MyDomuni
DOMUNI UNIVERSITAS

D’une rive à l’autre

25 juin 2025 | resena
D’une rive à l’autre

Auteur: Patrice Sabater

Dima Abdallah, D’une rive à l’autre. Sabine Wespieser Editeur, Paris 2025. 231 pages. (21 €)

Le chemin d’une errance identitaire d’un adolescent.

 

Un roman qui explore brillamment la fracture identitaire. La mer Méditerranée devient métaphore de cet entre-deux douloureux, espace de mémoire et d’oubli, de réconciliation impossible. Une puissante méditation qui déplace le lecteur d’une rive à l’autre…

Dans le précédent roman l’auteur « Mauvaises herbes » avait alterné deux voix : celle d’un père libanais exilé à Paris, et celle de sa fille adolescente mettant en miroir de deux exils : l’exil géographique du père, l’exil émotionnel de la fille. Son nouveau roman adopte, au contraire, une seule voix : celle d’un fils sans père, dans un monologue continu. Le roman est plus introspectif et « plus angoissant ». Dans les deux livres, un tiers est absent : soit la mère ou soit le père. Dans « Mauvaises herbes », le Liban est un pays quitté mais encore réel dans les souvenirs. Dans D’une rive à l’autre, le Liban est une terre inconnue, fantasmée, un espace de projection. Un écrit plus sombre, hanté par l’absence, la marginalité urbaine, et la radicalisation.

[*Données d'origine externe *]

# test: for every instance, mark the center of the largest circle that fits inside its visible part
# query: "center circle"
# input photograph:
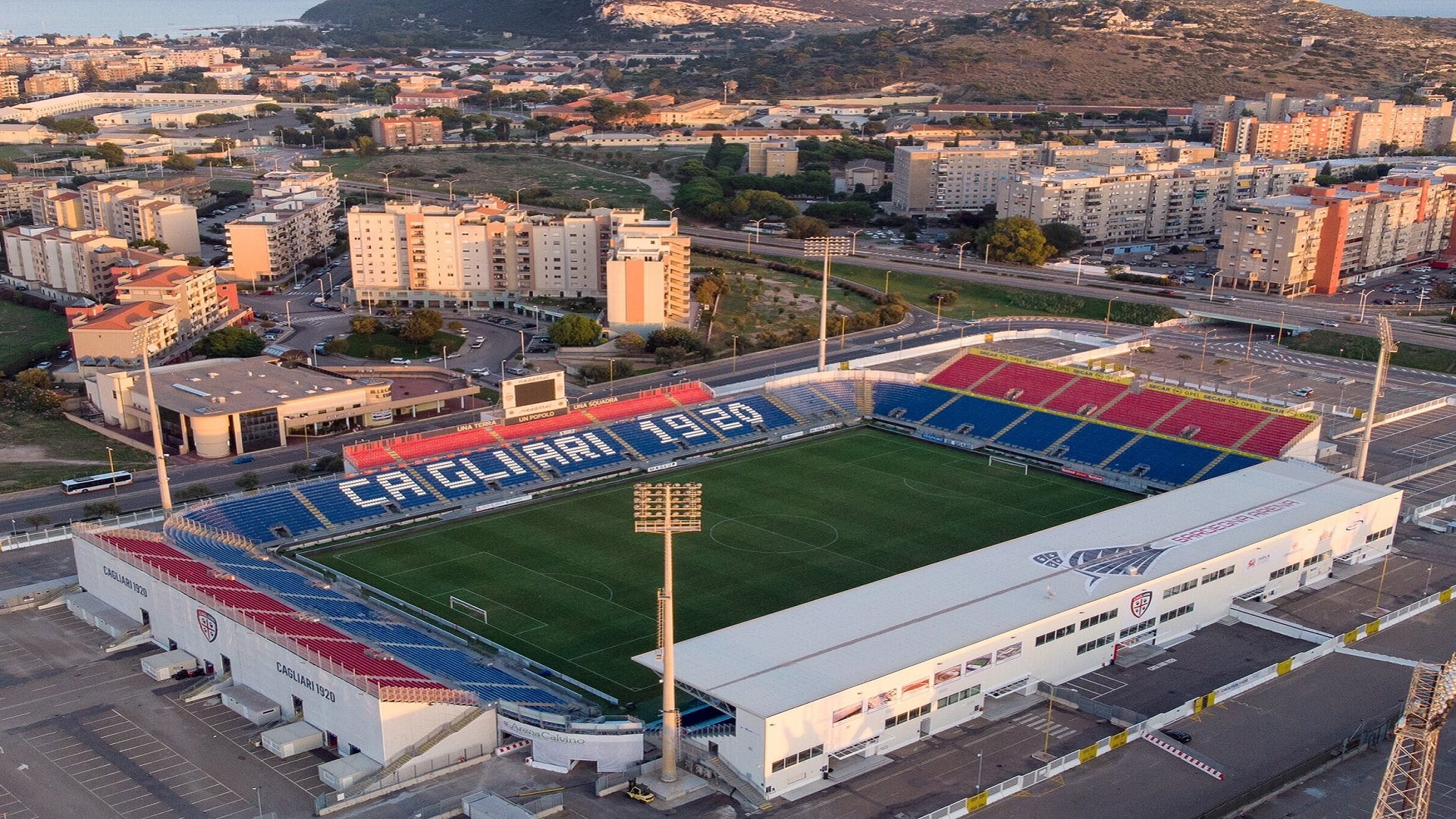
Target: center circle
(774, 534)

Dans « D’une rive l’autre », Dima Abdallah met au centre de son récit un adolescent en banlieue parisienne, déchiré par l’absence d’un père libanais et la souffrance silencieuse d’une mère dépressive. Il est né en France d’un père libanais absent et d’une mère française. Le parcours de cet adolescent sans nom nous saisit. Sa vie est marquée par l’absence d’un père libanais violent et disparu. Il grandit dans une forme de solitude intérieure, tiraillé entre deux cultures qu’il ne parvient pas à réconcilier. Il fait du Liban une terre mythifiée plus qu’un lieu réel. C’est souvent le cas lorsqu’on est soit éloigné depuis longtemps de sa terre soit parce que l’on ne l’a jamais connue, et que l’on se l’imagine à partir de ses rêves, de ses angoisses, et au cœur de son destin d’homme. Dans le roman, le père absent – et omniprésent d’une certaine façon - est le fruit ou le terme  d’un silence qui agit comme une sorte de « gouffre plus qu’un personnage ».

L’intensité y est permanente, et renforcé par un monologue intérieur tantôt poétique et tantôt angoissé, de violence et de silences lourds rendant une atmosphère pesante. Le cri du déracinement est là. Il se fait entendre d’une façon ou d’une autre. Elle transforme la souffrance en vers incandescents, et certainement parfois un peu « crues ». Le choix du « je » anonyme est pertinent. Le jeune adolescent nous est présenté comme l’archétype du sujet postcolonial en quête d’appartenance. Ce tiraillement entre deux rives devient la métaphore centrale du roman.

Le personnage que nous dépeint l’auteur est marqué par la culpabilité, la colère, la peur de reproduire la violence paternelle — ce qu’il appelle la « mauvaise graine ». Il trouve refuge dans les mots, les dictionnaires, la poésie et l’écriture nocturne, cherchant à mettre de l’ordre dans le chaos qui l’habite. Hypersensible, parlant assez aux autres mais ayant une vie intérieure très mouvementée. Il exprime ses émotions par l’écriture, qu’il pratique avec fièvre dans des carnets.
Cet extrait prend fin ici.